À noite, o presidente e a primeira-dama Rosângela da Silva, a Janja, participam de uma recepção com apresentação musical e um jantar de gala oferecido pelos europeus aos líderes latino-americanos.

Crescem investimentos da UE no Brasil 

Apesar do hiato de oito anos sem encontros birregionais, o Brasil e a UE nunca romperam a troca comercial e diplomática nesse período. O bloco de 27 países é o segundo maior parceiro comercial do Brasil, atrás da China. Em 2022, a corrente de comércio alcançou US$ 95 bilhões, valor 27% superior ao registrado no mesmo período em 2021. O Brasil exportou US$ 51 bilhões à UE, um aumento de 39% em comparação com o período anterior, e importou US$ 44 bilhões (alta de 16%), o que resultou num superávit da ordem de US$ 7 bilhões.

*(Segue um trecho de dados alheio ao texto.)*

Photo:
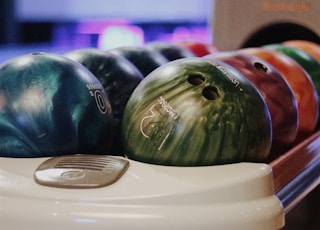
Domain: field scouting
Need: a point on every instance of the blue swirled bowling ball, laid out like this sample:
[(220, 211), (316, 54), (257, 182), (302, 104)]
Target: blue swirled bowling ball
[(51, 105)]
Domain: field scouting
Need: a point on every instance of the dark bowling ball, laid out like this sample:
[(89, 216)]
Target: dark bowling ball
[(277, 93), (144, 59), (119, 78), (170, 51), (51, 105)]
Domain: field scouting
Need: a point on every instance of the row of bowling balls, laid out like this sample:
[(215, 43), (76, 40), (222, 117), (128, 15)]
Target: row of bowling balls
[(135, 101)]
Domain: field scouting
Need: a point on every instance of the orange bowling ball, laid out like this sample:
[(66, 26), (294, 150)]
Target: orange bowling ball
[(301, 84)]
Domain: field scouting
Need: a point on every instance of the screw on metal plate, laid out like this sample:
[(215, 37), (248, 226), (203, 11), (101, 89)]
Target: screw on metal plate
[(81, 171)]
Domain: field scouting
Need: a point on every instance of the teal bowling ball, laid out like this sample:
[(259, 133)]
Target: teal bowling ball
[(51, 105)]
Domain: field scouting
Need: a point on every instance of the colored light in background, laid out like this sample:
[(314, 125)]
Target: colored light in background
[(120, 35)]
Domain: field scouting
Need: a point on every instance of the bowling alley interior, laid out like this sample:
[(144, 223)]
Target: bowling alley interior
[(217, 28)]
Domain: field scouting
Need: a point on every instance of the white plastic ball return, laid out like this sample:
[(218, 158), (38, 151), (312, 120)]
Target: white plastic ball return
[(110, 192)]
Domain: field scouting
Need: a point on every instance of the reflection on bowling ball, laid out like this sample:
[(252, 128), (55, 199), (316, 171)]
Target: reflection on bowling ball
[(51, 105)]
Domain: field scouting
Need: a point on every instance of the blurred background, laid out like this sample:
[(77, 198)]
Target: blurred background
[(70, 24), (63, 25)]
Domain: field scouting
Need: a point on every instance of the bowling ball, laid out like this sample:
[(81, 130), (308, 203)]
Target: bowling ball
[(170, 50), (275, 90), (119, 78), (310, 47), (196, 112), (51, 105), (200, 49), (144, 59), (308, 63), (301, 83)]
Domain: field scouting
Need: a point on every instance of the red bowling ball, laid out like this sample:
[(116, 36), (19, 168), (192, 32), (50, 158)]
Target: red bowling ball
[(276, 92)]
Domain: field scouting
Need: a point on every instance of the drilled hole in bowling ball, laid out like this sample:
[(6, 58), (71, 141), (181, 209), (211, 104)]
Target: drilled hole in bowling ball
[(261, 67), (210, 93), (196, 79)]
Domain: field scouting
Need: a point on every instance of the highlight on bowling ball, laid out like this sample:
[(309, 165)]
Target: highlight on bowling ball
[(301, 84), (51, 105), (275, 90), (195, 112)]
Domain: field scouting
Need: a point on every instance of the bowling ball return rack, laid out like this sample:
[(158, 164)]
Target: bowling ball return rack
[(145, 196)]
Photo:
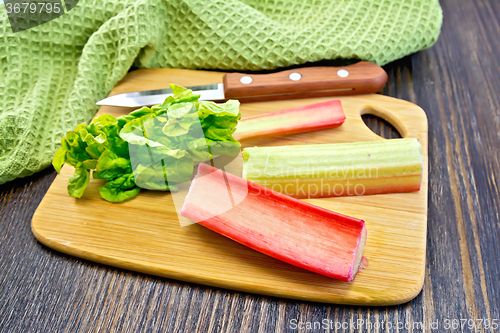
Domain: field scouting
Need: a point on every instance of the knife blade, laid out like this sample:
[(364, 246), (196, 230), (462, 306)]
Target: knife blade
[(360, 78)]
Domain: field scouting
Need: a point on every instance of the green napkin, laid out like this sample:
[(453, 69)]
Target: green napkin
[(52, 75)]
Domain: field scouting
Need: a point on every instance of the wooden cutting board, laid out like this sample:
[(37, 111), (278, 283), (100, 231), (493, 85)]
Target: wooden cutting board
[(144, 234)]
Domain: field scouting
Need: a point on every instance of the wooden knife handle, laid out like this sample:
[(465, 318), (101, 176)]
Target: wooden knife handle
[(360, 78)]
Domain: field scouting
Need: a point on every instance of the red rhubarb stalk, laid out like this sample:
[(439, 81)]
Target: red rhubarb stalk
[(301, 119), (275, 224)]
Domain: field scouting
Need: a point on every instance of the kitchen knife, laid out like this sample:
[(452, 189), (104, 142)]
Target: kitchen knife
[(360, 78)]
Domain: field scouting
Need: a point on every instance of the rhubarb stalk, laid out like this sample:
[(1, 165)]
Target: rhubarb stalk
[(282, 227)]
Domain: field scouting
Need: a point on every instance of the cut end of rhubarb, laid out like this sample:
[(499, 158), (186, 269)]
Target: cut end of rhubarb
[(341, 169), (307, 118), (359, 261)]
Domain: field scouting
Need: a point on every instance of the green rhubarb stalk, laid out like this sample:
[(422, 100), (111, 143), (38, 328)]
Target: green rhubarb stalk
[(280, 226), (331, 170), (307, 118)]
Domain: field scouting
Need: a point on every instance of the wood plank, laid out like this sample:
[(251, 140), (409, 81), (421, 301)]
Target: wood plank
[(144, 234)]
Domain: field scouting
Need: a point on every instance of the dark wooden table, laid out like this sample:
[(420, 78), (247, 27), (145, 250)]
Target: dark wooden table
[(457, 82)]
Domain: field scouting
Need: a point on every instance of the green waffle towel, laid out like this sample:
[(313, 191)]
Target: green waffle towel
[(52, 75)]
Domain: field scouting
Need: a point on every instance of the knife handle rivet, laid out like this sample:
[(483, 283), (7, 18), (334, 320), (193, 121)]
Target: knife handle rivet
[(342, 73), (295, 76), (246, 80)]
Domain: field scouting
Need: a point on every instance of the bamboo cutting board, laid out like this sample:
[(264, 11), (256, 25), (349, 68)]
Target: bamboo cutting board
[(144, 234)]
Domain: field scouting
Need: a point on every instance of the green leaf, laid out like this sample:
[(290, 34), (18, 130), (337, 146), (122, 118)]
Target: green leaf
[(114, 194), (78, 182), (59, 159)]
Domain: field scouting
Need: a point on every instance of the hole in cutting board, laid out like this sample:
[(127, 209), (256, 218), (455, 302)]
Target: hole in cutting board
[(379, 126)]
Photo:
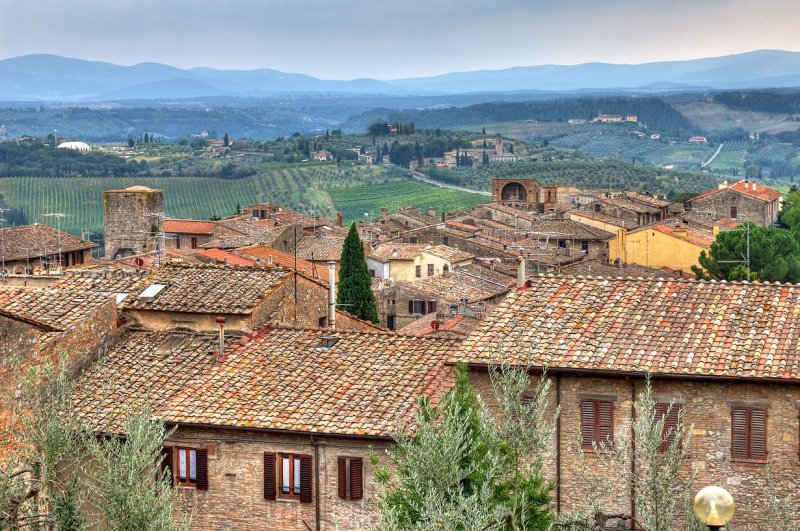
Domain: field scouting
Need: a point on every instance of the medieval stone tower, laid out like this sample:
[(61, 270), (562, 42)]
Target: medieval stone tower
[(132, 217)]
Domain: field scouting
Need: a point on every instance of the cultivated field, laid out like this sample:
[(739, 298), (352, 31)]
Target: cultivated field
[(312, 189)]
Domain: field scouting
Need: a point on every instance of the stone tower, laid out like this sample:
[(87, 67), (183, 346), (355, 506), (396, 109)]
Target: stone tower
[(130, 218)]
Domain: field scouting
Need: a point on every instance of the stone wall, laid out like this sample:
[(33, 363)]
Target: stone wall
[(707, 409), (235, 497), (129, 216)]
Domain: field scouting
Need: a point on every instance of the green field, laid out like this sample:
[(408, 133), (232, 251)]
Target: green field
[(353, 202), (311, 189)]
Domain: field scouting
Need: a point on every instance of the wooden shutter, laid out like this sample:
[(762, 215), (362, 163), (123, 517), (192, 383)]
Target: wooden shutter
[(270, 487), (166, 463), (671, 416), (605, 422), (758, 433), (739, 432), (356, 478), (342, 475), (587, 423), (202, 469), (306, 475)]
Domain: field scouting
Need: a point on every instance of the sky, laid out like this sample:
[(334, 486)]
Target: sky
[(387, 39)]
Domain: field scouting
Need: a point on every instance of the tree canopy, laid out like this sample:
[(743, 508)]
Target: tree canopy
[(355, 294)]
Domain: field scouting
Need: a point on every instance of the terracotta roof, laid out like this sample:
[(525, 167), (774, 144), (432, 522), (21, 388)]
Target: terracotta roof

O Brasil também se destaca como o maior destino do Investimento Estrangeiro Direto (IED) dos países da União Europeia na América Latina, com quase metade do estoque localizado na região (€ 353 bilhões). O México vem em segundo lugar. Os investimentos europeus no Brasil se concentram nos setores de manufatura, infraestrutura digital e serviços.